Yüksek bütçeli, bol efektli aksiyon filmleriyle seveni de sevmeyeni de çok olan Meksikalı yönetmen Guillermo del Toro kendisine ün ve prestij kazandıran Pan’s Labyrinth filminin ardından bir türlü bekleneni verememişti. Yönetmenin yeni filmi The Shape of Water ile ilgili de beklentiler ilk başta pek yüksek olmasa da Venedik’teki açılışından bu yana epey ses getiren film, 2017’nin en çok konuşulan filmlerinden biri oldu ve şimdilerde de Oscar’ın en büyük favorileri arasında adı anılıyor…

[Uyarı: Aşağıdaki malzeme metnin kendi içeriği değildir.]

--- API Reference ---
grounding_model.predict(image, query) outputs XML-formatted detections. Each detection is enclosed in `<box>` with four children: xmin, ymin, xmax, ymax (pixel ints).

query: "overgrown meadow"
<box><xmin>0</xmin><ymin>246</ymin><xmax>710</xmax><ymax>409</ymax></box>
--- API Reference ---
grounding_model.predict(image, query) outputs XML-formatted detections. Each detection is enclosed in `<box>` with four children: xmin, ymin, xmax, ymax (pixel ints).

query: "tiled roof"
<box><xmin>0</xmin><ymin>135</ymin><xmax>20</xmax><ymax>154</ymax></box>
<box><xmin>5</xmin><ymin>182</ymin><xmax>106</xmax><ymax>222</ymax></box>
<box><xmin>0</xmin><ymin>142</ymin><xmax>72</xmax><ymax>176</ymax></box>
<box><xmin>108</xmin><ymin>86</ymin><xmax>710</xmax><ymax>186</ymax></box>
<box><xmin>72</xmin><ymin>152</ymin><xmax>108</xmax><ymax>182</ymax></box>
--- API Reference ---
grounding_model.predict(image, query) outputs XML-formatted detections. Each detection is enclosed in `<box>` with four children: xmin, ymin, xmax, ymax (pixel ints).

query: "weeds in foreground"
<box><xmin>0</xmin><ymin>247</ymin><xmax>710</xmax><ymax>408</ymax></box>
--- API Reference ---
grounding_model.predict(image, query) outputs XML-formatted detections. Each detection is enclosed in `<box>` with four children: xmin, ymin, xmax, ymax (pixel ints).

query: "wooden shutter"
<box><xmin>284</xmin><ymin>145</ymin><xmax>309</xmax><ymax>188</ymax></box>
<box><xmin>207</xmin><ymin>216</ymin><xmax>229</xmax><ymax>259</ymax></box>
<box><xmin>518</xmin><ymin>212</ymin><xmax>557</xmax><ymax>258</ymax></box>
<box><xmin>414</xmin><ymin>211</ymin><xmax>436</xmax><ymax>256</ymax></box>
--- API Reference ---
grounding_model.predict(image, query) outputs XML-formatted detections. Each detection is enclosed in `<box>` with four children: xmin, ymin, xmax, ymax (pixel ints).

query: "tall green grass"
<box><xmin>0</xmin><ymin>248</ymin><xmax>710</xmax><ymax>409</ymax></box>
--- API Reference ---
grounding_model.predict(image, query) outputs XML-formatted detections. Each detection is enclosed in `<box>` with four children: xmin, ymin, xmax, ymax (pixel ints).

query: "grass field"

The Shape of Water, benim pek sevdiğim söylenemese de yönetmenin başyapıtı olarak değerlendirilen Pan’s Labyrinth ile bir takım benzerlikler gösteren, benzer yolda ilerleyen bir film. Hikayemizin merkezinde uzak sulardan bulunarak getirilerek Amerika’nın gizli bir tesisinde tutulan tuhaf bir yaratık bulunuyor. Bu tesiste temizlikçi olarak çalışan iki kadın Elisa (Sally Hawkins) ve Zelda (Octavia Spencer) hikayemizin odak noktasındalar. Bunlardan dilsiz olan Elisa, bu gizemli yaratığa ilk andan itibaren büyük ilgi duyuyor ve herkesin korktuğu, kötü davrandığı bu yaratıkla iletişim kurmaya çalışıyor…

Pan’s Labyrinth’te 1940’lar İspanya’sına giden Guillermo del Toro, The Shape of Water’da ise 1960’lara giderek Amerika ve Rusya arasındaki soğuk savaş dönemine fantastik bir hikaye yerleştirmek istemiş. Aslında yönetmenin bu seçimi bir hayli gereksiz olmuş ve filme hiçbir şey katmadığı gibi ilgiyi başka yerlere dağıtmış. Belki Del Toro’nun Amerikalıya kötü karakteri, Rus’a iyi karakteri uygun görmesi cesur olarak nitelendirilebilir ama bu da beni ikna etmek için yeterli olmadı…

The Shape of Water, teknik yönden oldukça başarılı bir film. Guillermo del Toro’nun film içerisinde tartışılabilecek pek çok tercihi olsa da genel olarak ilgi çekici bir atmosfer yaratmayı bilmiş. Bu atmosferdeki en büyük paylardan biri de şüphesiz filmin müziklerini besteleyen Alexander Desplat’a ait.

Saf bir aşkın hikayesi olan The Shape of Water, bu aşkı izleyiciye inandırma konusunda ise pek başarılı sayılmaz. Elisa ve yaratık arasındaki ilişki çok hızlı gelişiyor ve herhangi bir şekilde bu tuhaf aşkla bağlantı kurabilmek pek mümkün olmuyor. Buna karşın insanların bilmedikleri şeylere karşı olan sert tutumları, onlarla iletişim kurmaktansa onlardan güçlü olduğunu gösterme çabalarının bir kez daha göze sokulması filmin artılarından kabul edilebilir. Hem bahsettiğim bu durum, hem de bilinmeyenle sessiz iletişim kurma konusu ister istemez akıllara geçen yılki Arrival’ı getiriyor. Fakat, The Shape of Water hiçbir yönden o derece etkili bir film değil…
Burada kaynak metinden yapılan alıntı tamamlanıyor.